Pour l’instant, je resterai à cet endroit jusqu’au 6 septembre. Je découvre Delhi, mais je prends aussi ce temps pour me rafraîchir et relaxer. Ces petits moments de paix me font un grand bien. Ensuite, je quitterai vers le Nord avec deux filles de l’Inde et une fille de la Nouvelle-Zélande (encore une fois, merci à CouchSurfing!) Nous explorerons six villes en tout et nous aurons probablement terminé d’ici le 18. Je suppose que ça sera une fois de plus une belle grande aventure. Jusqu’ici, la vie s’est toujours assurée de me guider vers les expériences que je devais vivre.
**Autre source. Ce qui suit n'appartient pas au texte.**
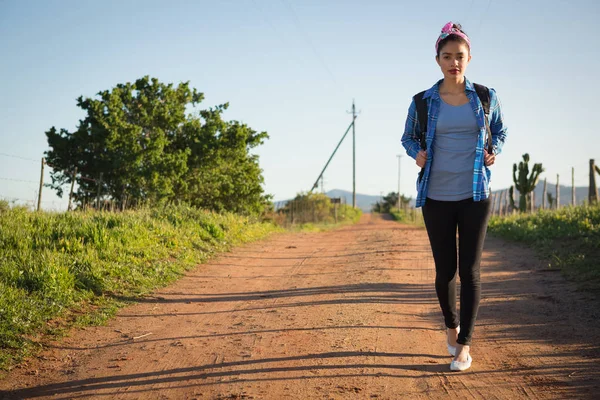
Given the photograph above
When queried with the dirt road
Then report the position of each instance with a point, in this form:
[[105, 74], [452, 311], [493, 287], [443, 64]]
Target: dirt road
[[347, 314]]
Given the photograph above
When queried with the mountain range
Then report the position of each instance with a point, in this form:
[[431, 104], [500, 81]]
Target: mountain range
[[365, 201]]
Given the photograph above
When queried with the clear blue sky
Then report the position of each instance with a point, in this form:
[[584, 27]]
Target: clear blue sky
[[292, 68]]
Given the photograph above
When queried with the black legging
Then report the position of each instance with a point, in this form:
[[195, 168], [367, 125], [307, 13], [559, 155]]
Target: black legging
[[442, 218]]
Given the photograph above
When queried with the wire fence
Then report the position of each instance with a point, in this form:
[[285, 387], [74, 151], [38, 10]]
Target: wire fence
[[548, 195]]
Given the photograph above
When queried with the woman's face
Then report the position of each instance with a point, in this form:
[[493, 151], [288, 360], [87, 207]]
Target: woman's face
[[453, 60]]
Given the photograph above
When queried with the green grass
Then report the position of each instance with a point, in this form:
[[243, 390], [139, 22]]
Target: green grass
[[58, 270], [568, 238]]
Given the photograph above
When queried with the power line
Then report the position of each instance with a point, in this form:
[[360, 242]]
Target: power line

Je suis persuadée qu’elle continuera d’en faire autant pour le reste de mon périple. Comme l’a écrit mon cher John Lennon dans sa chanson “Beautiful Boy”: Life is what happens to you while you are busy making other plans (que je pourrais traduire ainsi: La vie, c’est ce qui nous arrive pendant qu’on est occupé à faire d’autre plans.) Alors pourquoi planifier tout trop à l’avance, n’est-ce pas?

Part 2 of my adventure

So many mixed feelings are invading me these days. My training with Bala Vikasa is now over. As happy as I am I had the chance to experience this adventure and as much as I learned a lot of things that are going to be helpful in my future career, I also feel a lot of sadness. I feel sad because I had to say goodbye to the ones I met, the ones I love. When I am going to see them again? That's the question I’ve been asking myself over and over again. 

After all, we were together everyday for four weeks, having the same routine, sharing the same moments. 18 of us together, coming from different countries with different cultures but with very similar goals, which is to become changemakers. Some of us were students, some were professionals. Some were in their 20s, some were in their 40s. Our differences didn't matter though. We were one big family.
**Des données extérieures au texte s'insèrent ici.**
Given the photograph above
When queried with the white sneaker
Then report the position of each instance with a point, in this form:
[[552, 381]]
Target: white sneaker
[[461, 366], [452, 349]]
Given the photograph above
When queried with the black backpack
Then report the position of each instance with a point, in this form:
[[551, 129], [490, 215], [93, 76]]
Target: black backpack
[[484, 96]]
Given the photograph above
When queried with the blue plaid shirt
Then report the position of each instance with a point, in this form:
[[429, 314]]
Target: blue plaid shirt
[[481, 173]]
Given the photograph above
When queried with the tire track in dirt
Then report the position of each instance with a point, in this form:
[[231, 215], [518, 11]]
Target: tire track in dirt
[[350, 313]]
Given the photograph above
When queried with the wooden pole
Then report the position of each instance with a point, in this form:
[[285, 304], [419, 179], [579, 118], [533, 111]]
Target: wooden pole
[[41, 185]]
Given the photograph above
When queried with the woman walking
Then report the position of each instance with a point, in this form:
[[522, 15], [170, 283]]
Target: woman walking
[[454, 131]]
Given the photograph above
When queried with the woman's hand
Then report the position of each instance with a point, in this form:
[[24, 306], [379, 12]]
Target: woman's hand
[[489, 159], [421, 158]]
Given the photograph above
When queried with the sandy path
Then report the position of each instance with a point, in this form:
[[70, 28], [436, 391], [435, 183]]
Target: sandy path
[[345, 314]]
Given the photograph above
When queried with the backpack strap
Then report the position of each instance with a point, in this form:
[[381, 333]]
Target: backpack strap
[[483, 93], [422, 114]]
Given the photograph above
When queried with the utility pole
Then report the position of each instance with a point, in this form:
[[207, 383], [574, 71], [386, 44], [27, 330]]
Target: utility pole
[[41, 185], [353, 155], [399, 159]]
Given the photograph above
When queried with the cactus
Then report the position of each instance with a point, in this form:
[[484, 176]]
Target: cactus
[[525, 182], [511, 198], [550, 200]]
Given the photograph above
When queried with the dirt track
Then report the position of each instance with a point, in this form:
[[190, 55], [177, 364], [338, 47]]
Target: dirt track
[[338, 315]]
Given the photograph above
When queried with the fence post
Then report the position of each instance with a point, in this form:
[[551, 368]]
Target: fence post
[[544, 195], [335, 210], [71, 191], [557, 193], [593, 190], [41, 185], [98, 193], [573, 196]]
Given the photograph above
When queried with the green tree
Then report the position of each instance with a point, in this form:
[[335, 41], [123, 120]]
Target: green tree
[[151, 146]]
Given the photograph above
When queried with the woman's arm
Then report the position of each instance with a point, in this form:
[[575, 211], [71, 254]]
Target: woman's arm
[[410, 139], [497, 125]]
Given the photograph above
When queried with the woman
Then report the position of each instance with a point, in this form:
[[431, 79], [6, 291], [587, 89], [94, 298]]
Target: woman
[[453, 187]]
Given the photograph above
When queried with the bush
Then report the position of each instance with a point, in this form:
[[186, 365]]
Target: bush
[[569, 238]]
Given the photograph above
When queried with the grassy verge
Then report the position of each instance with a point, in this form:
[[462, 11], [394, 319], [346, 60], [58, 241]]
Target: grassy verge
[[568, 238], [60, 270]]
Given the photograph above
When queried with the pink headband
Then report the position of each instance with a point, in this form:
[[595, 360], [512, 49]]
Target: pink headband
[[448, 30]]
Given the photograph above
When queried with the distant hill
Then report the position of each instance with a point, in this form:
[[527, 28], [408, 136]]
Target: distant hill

I left on September 30th, heading to Delhi. The flight was short, but the journey felt long. I planned this trip at the very last minute (I booked the flight 3 days before departure) but I had a really good feeling about it. And I was right! There, I was welcomed by my two amazing hosts that I contacted through CouchSurfing. For those who don’t know about CouchSurfing, it’s a platform where you can meet other travellers but also locals offering their couch for a couple of days. It's the ideal solution when you want to live the culture of a country with a low budget. 
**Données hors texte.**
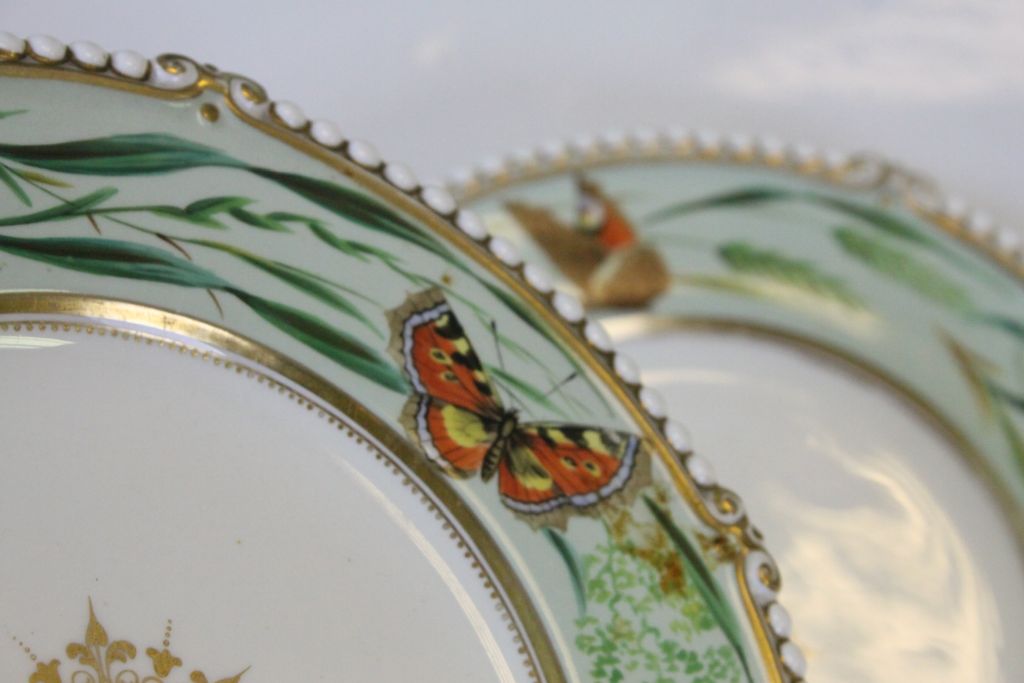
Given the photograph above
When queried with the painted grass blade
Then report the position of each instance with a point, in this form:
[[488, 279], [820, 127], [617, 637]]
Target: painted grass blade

Now I am staying at their place until the 6th. I’m discovering Delhi, but I’m also taking this time to refresh myself and relax. Having some peaceful moments actually feel good. On the 6th, I’ll be heading up north with two girls from India and one girl from New Zealand (once again, thanks to CouchSurfing!) We will be exploring 6 different cities and we should be done by the 18th. I’m guessing it's going to be another big adventure. What will happen after the 18th? Who knows! We will see then. So far, life made sure to guide me to the experiences I needed to live. I’m sure it will do the same for the rest of my trip. As my dear John Lennon wrote in the song “Beautiful Boy”: life is what happens to you while you are busy making other plans. So why making too much plans ahead, right?

mercredi 28 septembre 2016

La famille Bala Vikasa: le programme pour les orphelins


6AM. Marisa, ma très chère compagne de chambre, part pour une marche matinale et un thé en ville avec d'autres participants. Je m’endors à nouveau et ce, jusqu'à 7h. Ensuite, mon alarme sonne et je me réveille instantanément avec un grand sourire. Je prends ma douche avec une chaudiere, je raconte ma journée de la veille dans mon journal personnel, je me prépare, je profites du moment pour avoir une petite conversation avec Marisa à son retour et, finalement, je rejoins tout le monde pour le déjeuner.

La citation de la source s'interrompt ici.